Enter stage left Tony Hayward at the hearing of The U.S. House Energy Subcommittee on Oversight and Investigations. Some American halfwit with an undersized microdot of senate hearing experience had obviously been advising Tony on how to conduct himself. He obviously didn’t have time to cover the “you are going to look like a twat if you constantly refuse to answer questions” chapter, resulting in one of the most stomach churning hearing performances in modern history and succeeding in nothing more than making the US / UK divide wider. Tony Hayward had single-handedly given news networks more 10-second, gut-wrenching sound bytes from this short hearing than Donald Rumsfeld had amassed in his lifetime.
Next idiot to come to the PR battle line – The Swede (or is he a turnip) Carl-Henric Svanberg, the former CEO of Swedish telecom giant Ericsson. Now Carl-Henric had been given as a special end of sale bonus, two dead bodies to resuscitate – BP’s nose-diving reputation and that of Paul Hayward. Next rule from my PR book, if English ain’t your first language – learn it proper like what I have. Swedes are of course very laid back and have the habit speaking English the way they speak Swedish most notably by emphasising the second syllable of each word. Hence we then have to listen to his semi Oxford English proclaiming “Paaaaaul is dooooooing an exxxxxxxxxcelent joooob”.
The question that springs to my mind is that “are these guys making so much money that they have lost touch with reality?” Certainly in the vanity, sanity, reality rating (turnover, profit, cash in the bank) they are in enviable territory and boy can you have so much fun with their figures. Based on their 2009 figures of revenues of $246 billion and profits of $16 billion, you can work out that globally BP’s cash registers are being filled up to the tune of $7000 every second and that they make a profit of $43 million a day! The shrimp fisherman, café owner and guest house proprietor whose business that these guys have ruined are so far fetched from their reality, that they can not hope to comprehend their suffering or financial loss. How indeed do you even begin to calculate loss? Sure for the fisherman he can say that last year he earned x and this year he earned y, cough up the difference BP. But what about the small businesses not directly effected by the spill? How does a gas station owner, miles from the gulf coast claim that his passing trade has been affected by these morons?

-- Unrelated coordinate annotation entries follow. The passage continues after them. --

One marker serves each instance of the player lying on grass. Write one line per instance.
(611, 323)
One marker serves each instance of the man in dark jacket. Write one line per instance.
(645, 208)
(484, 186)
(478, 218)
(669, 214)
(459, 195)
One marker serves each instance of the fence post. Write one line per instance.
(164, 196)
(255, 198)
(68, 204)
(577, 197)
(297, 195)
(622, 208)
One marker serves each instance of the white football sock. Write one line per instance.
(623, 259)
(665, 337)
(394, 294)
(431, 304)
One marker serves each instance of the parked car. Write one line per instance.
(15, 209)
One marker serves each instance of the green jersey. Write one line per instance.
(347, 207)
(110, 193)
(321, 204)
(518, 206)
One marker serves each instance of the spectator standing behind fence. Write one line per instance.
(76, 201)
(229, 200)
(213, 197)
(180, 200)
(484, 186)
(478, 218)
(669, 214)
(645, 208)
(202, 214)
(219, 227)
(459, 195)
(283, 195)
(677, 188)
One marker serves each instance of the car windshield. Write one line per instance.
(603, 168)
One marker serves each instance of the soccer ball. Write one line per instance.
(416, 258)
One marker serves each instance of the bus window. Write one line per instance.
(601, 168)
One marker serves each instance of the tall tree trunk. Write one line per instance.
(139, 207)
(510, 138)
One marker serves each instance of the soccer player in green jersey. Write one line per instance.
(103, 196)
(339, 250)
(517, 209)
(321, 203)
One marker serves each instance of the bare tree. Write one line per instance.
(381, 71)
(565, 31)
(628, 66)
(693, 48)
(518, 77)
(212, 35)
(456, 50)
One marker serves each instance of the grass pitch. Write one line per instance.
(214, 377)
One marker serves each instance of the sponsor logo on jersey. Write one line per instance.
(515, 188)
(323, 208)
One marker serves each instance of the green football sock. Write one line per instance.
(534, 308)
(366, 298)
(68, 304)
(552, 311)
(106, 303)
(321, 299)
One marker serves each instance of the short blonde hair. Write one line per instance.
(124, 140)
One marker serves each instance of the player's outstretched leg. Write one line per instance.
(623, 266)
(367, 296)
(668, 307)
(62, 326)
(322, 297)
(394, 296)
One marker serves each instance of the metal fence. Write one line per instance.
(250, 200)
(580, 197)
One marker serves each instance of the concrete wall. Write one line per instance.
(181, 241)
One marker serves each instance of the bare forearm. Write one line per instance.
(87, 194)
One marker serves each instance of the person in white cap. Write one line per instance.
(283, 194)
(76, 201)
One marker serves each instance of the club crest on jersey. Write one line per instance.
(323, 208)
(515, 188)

Where does BP go from here? Well replacing one failure with another isn’t going to cut the mustard. At least Bob Dudley in the short time he has been in the position hasn’t let himself be photographed on a luxury racing yacht or been overheard how sorry he feels for himself. The freshman’s business school textbook answer is obviously rebranding of the BP name and there is already some gossip that BP might just do that. The majority of the world is now going to inextricably link BP with their handling of the spill. However in my opinion BP need someone with such a unique quality that most spell-checkers don’t even recognise the word – they need a “do-er” and preferably a human one who can express feelings, give answers and listen. I’m not sure BP’s head-hunters had heard of such a person but most of the gulf coast population would be willing to help in the search.